Kimberley Moore called JPMorgan Chase & Co. in October to ask if it would lower the $450 annual fee on her United Airlines Holdings Inc. credit card. A United cardholder for roughly 15 years, Ms. Moore traveled often. Then the coronavirus pandemic hit and Ms. Moore, 53 years old, scaled back her spending and canceled travel plans.
Ms. Moore, a senior director at a national health care organization in Washington, D.C., decided to keep the card after JPMorgan offered her a $200 statement credit. But she has barely used the card since, and is instead mostly using debit cards.
Nearly nine months into the pandemic, banks and airlines are scrambling to rescue their airline rewards cards. The companies have deployed the cards for years to win big-spending customers, but the perks they offer—like flight upgrades and airport lounge access—are all but obsolete in a global pandemic.

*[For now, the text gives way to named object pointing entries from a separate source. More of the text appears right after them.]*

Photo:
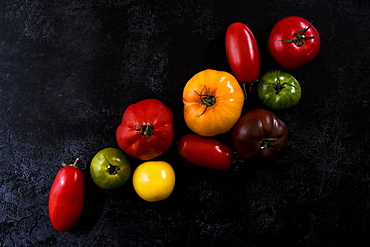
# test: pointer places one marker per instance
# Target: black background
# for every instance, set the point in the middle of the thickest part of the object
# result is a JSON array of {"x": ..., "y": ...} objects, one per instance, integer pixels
[{"x": 69, "y": 69}]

Typically, card companies don’t disclose the volume of spending on their airline cards versus other, more general-purpose cards. But travel purchases were down about 70% on Visa Inc. cards in the last quarter compared with a year ago. Travel and entertainment purchases were down 69% on American Express Co. cards.
Other categories are faring better. At AmEx, spending outside of travel and entertainment was up 1% in the third quarter. (AmEx says this category represents the majority of its cardholder purchases.)